Canadian Going Private Transactions: Practices and Procedures - Hostile or Friendly?
Hostile or Friendly?
See Chinese version below [中文版参阅下文].
In recent years, it has become less common for anyone interested in acquiring a Canadian public company to simply announce a hostile take-over bid. This is primarily because of the significant minimum bid period of 105 days and the fact that a friendly target board has the power to shorten the period to as little as 35 days. The preferred approach is almost always for the bidder to contact either the chairman or the chief executive officer of the target company and seek to open negotiations for a friendly transaction. The bidder will typically ask for a brief period to conduct due diligence on the target (likely two to four weeks) during which time the bidder will seek to negotiate a support agreement with the target leading to the announcement of a negotiated transaction.

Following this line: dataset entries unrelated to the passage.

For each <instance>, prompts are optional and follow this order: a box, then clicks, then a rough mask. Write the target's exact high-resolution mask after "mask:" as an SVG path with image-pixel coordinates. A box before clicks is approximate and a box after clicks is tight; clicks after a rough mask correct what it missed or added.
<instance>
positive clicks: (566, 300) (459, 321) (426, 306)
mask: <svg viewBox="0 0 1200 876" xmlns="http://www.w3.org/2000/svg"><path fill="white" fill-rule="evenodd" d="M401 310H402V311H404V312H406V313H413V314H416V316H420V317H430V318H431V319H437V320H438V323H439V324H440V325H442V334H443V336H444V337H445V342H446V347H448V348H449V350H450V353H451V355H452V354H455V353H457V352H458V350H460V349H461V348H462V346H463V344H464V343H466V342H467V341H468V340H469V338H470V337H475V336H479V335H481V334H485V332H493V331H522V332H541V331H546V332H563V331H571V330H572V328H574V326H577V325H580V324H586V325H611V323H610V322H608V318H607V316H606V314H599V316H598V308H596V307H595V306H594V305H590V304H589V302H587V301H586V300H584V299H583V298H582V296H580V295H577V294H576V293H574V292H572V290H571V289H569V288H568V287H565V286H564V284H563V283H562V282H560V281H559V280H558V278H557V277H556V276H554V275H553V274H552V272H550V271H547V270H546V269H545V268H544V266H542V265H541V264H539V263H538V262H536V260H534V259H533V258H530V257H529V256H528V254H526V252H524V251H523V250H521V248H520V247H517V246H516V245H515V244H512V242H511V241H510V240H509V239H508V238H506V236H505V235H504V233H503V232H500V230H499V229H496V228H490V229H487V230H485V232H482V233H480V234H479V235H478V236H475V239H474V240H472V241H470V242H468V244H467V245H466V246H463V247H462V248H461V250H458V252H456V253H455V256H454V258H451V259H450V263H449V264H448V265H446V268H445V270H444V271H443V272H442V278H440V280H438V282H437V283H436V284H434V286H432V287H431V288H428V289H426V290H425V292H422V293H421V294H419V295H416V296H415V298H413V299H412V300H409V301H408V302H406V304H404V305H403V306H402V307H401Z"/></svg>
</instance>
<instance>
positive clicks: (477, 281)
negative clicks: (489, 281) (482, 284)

In order to be allowed access to the target company’s confidential books and records for the purposes of conducting due diligence, the bidder will be asked to sign a confidentiality agreement. In many cases, the target company will insist on a standstill clause in the confidentiality agreement as the quid pro quo for the target company voluntarily disclosing its confidential internal records. The standstill provision will prohibit the bidder from, among other things, purchasing securities of the target or publicly announcing an intention to propose a transaction involving the target, without the approval of the board of directors of the target company. Otherwise, the target company board risks the embarrassment of having the bidder make an offer directly to the shareholders at a price that the board considers inadequate, after the board has cooperated with the bidder by providing access to its innermost secrets. Some potential buyers will accept a standstill, others will not.
If the target company is not prepared to enter into negotiations for a sale, or the potential purchaser is not prepared to sign a standstill to be allowed access to a data room for due diligence, the buyer’s only option may be to make an offer directly to the target company shareholders without the benefit of a support agreement with the target company. This is the so-called “hostile” take-over bid.